A recent J.D. Power airport survey suggests that Rosenthal has plenty of company. Ontario scored 782 out of 1,000 points among medium-size airports among travelers in a satisfaction survey conducted from January through August. The results factor in terminal facilities, airport access, security check, baggage claim, baggage check-in and food, beverage and retail. The average was 781, so we can say Ontario is above average. Albuquerque, Cleveland and San Antonio cannot.
Meanwhile, beleaguered LAX, at 712, was second to last in the mega-airport satisfaction category, above Newark, N.J.
If there is a downside to the Ontario love and a lesson from LAX, it’s this: Success begets success.

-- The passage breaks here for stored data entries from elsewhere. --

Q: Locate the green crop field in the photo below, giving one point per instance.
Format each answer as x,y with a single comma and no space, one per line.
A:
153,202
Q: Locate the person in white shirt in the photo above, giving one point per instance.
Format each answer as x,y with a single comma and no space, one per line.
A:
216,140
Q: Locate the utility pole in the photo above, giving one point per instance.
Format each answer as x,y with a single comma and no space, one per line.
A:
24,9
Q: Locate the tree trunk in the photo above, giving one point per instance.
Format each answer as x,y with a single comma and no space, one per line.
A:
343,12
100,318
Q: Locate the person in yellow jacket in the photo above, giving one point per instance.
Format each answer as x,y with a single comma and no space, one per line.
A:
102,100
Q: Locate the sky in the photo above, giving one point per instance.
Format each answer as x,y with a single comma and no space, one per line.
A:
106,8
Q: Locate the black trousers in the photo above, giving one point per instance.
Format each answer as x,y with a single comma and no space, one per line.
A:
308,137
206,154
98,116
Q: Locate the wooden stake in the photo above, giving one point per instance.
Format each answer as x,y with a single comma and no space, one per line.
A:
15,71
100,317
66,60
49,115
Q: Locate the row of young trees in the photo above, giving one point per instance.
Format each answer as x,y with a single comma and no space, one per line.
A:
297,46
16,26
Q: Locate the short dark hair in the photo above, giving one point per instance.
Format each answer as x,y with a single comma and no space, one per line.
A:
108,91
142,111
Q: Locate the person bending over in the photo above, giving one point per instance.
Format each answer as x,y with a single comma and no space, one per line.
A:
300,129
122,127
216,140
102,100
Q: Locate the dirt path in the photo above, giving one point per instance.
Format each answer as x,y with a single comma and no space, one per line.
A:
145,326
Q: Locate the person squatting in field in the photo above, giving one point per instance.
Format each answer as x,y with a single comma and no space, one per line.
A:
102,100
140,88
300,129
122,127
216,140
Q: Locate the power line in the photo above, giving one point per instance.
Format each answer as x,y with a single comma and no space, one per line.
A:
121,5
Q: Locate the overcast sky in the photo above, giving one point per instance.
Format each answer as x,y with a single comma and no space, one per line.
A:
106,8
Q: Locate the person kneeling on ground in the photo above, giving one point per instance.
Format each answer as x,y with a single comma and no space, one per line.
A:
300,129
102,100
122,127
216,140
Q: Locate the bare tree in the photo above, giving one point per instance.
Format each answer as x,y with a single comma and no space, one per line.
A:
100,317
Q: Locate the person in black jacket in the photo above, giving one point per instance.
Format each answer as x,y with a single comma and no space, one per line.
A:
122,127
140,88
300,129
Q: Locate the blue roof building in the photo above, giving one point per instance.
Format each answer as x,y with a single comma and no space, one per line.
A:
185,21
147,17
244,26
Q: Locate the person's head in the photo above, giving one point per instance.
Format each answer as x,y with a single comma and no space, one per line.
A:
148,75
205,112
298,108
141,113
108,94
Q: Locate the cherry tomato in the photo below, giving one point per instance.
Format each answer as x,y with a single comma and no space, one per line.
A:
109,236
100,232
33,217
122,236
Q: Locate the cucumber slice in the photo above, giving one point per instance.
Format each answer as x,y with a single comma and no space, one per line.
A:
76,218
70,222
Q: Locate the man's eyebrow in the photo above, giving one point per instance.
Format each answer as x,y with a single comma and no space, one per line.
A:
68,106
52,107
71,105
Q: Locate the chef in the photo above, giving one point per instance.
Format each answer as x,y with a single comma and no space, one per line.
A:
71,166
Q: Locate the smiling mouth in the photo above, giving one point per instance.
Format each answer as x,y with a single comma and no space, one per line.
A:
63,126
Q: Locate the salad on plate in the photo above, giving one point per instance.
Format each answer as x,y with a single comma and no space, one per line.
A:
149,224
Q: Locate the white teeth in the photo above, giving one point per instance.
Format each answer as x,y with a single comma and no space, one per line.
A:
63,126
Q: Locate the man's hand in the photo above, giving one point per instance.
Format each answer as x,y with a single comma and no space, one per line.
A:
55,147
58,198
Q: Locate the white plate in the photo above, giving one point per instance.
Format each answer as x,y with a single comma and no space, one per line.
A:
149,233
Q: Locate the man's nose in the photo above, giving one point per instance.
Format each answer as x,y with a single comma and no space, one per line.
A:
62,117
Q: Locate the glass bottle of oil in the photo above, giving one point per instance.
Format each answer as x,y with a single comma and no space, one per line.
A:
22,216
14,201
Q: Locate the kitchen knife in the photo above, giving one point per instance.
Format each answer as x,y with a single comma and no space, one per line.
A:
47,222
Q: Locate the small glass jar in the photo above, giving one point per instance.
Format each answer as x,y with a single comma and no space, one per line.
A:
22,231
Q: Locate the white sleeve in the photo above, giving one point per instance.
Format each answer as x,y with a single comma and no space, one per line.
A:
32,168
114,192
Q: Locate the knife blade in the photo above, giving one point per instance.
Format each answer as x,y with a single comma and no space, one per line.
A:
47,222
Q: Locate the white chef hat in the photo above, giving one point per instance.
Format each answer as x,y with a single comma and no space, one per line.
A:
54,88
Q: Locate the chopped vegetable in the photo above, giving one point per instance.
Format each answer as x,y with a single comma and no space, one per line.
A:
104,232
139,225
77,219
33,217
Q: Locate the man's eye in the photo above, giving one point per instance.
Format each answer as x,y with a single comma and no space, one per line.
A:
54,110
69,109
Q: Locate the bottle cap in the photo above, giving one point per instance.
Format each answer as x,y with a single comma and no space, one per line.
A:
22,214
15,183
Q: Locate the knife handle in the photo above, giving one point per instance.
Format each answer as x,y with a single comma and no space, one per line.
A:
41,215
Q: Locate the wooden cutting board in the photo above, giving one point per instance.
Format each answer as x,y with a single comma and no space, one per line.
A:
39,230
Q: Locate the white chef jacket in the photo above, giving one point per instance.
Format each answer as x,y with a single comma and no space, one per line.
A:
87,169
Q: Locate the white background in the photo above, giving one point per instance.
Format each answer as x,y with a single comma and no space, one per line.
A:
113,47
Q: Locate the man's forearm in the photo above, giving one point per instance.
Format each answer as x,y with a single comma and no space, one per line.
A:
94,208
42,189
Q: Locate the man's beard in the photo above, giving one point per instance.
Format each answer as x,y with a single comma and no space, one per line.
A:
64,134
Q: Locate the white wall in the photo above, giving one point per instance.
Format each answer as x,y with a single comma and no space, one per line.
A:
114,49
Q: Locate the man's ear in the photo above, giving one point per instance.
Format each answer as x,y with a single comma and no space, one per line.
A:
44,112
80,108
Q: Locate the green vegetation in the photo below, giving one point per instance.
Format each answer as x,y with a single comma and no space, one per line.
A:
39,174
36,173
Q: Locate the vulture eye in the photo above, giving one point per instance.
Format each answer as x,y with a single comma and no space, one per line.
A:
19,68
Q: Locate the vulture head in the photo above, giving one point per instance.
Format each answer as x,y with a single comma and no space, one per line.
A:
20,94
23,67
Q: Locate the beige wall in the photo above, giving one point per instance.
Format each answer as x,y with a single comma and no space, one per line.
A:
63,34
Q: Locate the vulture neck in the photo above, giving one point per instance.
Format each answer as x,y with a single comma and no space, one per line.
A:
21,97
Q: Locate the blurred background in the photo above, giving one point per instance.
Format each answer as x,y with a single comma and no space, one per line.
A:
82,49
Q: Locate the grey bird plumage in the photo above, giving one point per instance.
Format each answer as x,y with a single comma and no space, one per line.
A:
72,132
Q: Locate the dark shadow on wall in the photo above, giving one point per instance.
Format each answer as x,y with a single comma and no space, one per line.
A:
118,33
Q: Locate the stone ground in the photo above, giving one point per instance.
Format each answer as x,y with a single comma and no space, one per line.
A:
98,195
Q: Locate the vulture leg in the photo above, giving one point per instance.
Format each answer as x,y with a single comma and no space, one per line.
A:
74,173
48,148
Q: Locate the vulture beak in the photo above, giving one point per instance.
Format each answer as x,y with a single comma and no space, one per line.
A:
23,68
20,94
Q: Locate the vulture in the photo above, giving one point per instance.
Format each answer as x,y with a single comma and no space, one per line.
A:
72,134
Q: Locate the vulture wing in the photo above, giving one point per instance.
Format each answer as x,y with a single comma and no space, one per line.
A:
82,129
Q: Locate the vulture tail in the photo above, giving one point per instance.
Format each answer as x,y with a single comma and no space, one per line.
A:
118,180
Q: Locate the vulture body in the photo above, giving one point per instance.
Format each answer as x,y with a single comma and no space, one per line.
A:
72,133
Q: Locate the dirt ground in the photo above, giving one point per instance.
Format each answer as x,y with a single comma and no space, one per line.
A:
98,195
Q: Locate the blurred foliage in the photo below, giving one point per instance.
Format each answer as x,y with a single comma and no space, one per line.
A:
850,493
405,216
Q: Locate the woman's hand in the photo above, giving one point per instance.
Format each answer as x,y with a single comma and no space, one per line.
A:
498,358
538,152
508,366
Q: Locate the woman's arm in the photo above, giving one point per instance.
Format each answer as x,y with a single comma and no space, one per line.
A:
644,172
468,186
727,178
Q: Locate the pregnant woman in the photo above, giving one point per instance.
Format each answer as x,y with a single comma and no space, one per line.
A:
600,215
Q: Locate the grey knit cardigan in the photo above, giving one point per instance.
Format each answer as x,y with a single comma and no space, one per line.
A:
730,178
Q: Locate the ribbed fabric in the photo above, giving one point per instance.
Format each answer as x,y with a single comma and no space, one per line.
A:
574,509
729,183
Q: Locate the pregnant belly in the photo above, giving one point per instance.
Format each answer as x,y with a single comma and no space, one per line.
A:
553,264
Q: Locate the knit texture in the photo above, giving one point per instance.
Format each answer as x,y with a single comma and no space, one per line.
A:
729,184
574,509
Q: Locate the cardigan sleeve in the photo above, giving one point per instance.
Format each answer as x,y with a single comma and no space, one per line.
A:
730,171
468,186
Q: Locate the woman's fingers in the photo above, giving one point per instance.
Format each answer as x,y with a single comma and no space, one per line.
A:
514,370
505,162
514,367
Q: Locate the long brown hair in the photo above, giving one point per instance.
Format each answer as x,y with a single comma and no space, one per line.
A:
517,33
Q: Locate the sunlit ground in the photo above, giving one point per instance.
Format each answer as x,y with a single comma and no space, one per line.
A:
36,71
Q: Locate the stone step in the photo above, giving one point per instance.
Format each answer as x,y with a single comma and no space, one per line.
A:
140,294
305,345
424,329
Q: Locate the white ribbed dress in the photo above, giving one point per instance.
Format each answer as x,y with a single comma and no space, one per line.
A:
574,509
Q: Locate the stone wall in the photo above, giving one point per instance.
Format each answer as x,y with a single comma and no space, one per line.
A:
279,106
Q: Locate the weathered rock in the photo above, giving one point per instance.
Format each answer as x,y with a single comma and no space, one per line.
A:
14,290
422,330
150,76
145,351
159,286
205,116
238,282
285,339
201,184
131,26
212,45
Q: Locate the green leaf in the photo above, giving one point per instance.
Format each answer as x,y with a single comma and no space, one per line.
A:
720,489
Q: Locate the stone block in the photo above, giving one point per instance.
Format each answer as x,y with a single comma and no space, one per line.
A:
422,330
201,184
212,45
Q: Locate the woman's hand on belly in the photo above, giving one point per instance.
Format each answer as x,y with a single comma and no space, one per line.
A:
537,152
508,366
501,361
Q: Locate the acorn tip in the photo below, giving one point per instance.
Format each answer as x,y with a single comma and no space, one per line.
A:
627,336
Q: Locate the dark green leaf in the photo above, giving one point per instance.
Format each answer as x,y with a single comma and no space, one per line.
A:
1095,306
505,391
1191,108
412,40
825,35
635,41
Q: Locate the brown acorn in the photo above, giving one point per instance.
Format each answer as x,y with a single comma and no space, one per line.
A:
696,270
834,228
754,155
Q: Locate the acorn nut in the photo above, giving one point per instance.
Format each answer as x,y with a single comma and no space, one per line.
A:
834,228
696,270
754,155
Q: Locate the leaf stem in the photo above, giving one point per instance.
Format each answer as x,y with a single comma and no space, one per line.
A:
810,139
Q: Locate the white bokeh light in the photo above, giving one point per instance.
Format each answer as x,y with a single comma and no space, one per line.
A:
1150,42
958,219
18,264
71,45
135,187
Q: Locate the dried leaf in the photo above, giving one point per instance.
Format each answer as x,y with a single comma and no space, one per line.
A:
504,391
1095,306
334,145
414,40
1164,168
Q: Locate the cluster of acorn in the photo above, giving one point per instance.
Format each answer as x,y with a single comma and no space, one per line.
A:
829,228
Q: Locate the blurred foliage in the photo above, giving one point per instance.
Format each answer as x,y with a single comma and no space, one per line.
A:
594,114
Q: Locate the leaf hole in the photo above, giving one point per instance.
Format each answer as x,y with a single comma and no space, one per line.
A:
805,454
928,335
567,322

LAX set a record for number of passengers in 2000, at 63.7 million. Last year, that passenger number was nearly 71 million, according to an L.A. Times article based on a Southern California Assn. of Governments report.
Even more frightening, LAX could top 100 million passengers by 2040, the association predicted. If that sounds like the distant future, the math pencils out to just 23 years.
Ontario, meanwhile, has room to grow. It can handle 12 million passengers, Wapner said, so for now, it’s using only about a third of its capacity.
He recognizes that one of the challenges will be whether the airport can “maintain that level of convenience once we meet 12 million passengers or more.”
Always a good idea to keep an eye on today and tomorrow, if LAX is any indication.
But for now, we can sit back and enjoy the ride.